I believe you're thinking about lead acid world, where higher internal resistance needs a larger voltage span to encourage energy flow between them. But why mention this, even if true? The boost converter creates that voltage difference, doesn't it? It's very possible that I have a basic conceptual misunderstanding about something, so please correct me if I'm wrong.
It seems a 1200W DC boost converter
can be obtained for circa $10. Even if there were two needed (one for each direction), it still would work out cheaper than a class T fuse. Downside is that it would lack automation (possibly solvable with an arduino and a few ICs?).
In the lead acid world they use a battery isolator. In the lithium world as long as everything is done correctly the load current and charge current are split evenly between parallel batteries.
The battery isolator actually looks like the right thing, but would need two of those, and operation at 48V. The whole point would be to avoid sharing the load and charge current, in order to eliminate the danger of every possible amp dumping into one bank from all the parallel banks in the event of a shorted cell.
Sunny Boy Storage, an HV AC coupled battery inverter, does that with 3x battery inputs.
Actually, the battery I have for it (LG RESU-10H) does that internally: 150V native battery, bidirectional DC/DC to 400V.
That's interesting... I haven't looked at the SBS too closely. Those kind of voltages (especially DC) start to scare me with DIY stuff.
This could also be accomplished with grid-forming inverter having high current battery, and multiple AC coupled batteries.
That's true... But I was trying to figure out a solution that might be
cheaper than a class T fuse, lol!
But probably not too bad with BMS and disconnect per battery. Protection by disconnecting, just can't connect and bring on line until voltage is very similar so no inrush.

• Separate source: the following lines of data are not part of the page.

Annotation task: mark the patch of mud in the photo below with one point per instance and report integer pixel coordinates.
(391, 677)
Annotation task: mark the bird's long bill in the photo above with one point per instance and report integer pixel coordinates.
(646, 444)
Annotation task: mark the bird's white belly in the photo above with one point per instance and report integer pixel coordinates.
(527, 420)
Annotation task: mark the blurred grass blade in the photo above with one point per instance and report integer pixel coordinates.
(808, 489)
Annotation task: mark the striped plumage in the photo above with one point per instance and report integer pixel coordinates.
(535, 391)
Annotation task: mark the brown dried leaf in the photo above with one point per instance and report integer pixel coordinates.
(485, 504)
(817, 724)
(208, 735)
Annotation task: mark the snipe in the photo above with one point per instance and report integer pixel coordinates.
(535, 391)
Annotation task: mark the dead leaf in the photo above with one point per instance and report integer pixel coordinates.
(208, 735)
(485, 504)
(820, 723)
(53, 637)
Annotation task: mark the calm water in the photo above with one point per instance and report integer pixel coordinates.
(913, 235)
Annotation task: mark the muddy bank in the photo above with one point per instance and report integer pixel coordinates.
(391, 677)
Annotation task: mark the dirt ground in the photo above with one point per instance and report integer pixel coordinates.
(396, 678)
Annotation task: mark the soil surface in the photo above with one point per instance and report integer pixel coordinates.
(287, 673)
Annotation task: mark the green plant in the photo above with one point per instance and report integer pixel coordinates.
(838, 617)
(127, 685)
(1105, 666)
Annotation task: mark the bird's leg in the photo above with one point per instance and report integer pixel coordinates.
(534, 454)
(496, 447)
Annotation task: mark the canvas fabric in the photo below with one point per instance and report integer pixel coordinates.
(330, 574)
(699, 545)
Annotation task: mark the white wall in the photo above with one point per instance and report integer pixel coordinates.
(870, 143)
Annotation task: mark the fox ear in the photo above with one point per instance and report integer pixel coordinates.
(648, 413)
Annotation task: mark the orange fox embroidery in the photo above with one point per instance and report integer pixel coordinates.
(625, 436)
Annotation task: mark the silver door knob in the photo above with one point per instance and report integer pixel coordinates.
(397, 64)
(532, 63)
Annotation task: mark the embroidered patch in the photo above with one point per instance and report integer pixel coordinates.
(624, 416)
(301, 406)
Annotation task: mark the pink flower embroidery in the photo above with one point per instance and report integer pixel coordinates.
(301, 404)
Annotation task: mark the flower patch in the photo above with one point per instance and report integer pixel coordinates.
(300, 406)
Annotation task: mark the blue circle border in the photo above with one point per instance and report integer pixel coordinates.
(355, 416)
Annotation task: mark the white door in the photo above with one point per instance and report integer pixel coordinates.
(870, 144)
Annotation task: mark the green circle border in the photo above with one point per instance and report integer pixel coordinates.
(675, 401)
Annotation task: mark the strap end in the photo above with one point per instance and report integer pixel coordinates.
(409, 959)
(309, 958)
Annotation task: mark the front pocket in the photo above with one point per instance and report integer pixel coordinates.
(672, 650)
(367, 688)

I've been connecting and disconnecting my Ryobi zero turn mower, which has 4S 12V LFP batteries, same as the house. I've been careful to make sure they're fairly close, and monitoring the inrush--it's pretty incredible how quickly and easily power transfers between parallel strings of LFP that have dissimilar SoC. Like a different planet compared to lead acid world! This is actually the "problem" I'd like to possibly solve with DC boost converter, if it doesn't prove too challenging to make it work bidirectionally.
Couple of us plan to do that with one JK BMS per 16s battery, not sure yet how they aggregate current requests for the inverter.
There are a few different "virtual BMS" projects based on ESP32/arduino that use a Victron SmartShunt to speak pylontech over canbus to inverters. I'm trying to get one working for Sunny Islands right now. It's actually working, just needs more testing. Anyway, could be a possible avenue to do the aggregation you were talking about.
I don't wish to derail this thread.
I do want OP
@Jejochen to know that I'm very sorry for your loss, but really thankful that you shared your experience... and wish you and your family well.
I have no clue, I bought 32 of the 400 aH versions of this and that was expensive enough. I can only guess at what one of these costs. That being said, you have Australians that have been using the 200, 400 and 700 aH versions for as long as 20 years with no issues. I contemplated the 700 and the 1000 ah versions but wanted two banks in case one cell had an issue i could disconnect one bank and still have power.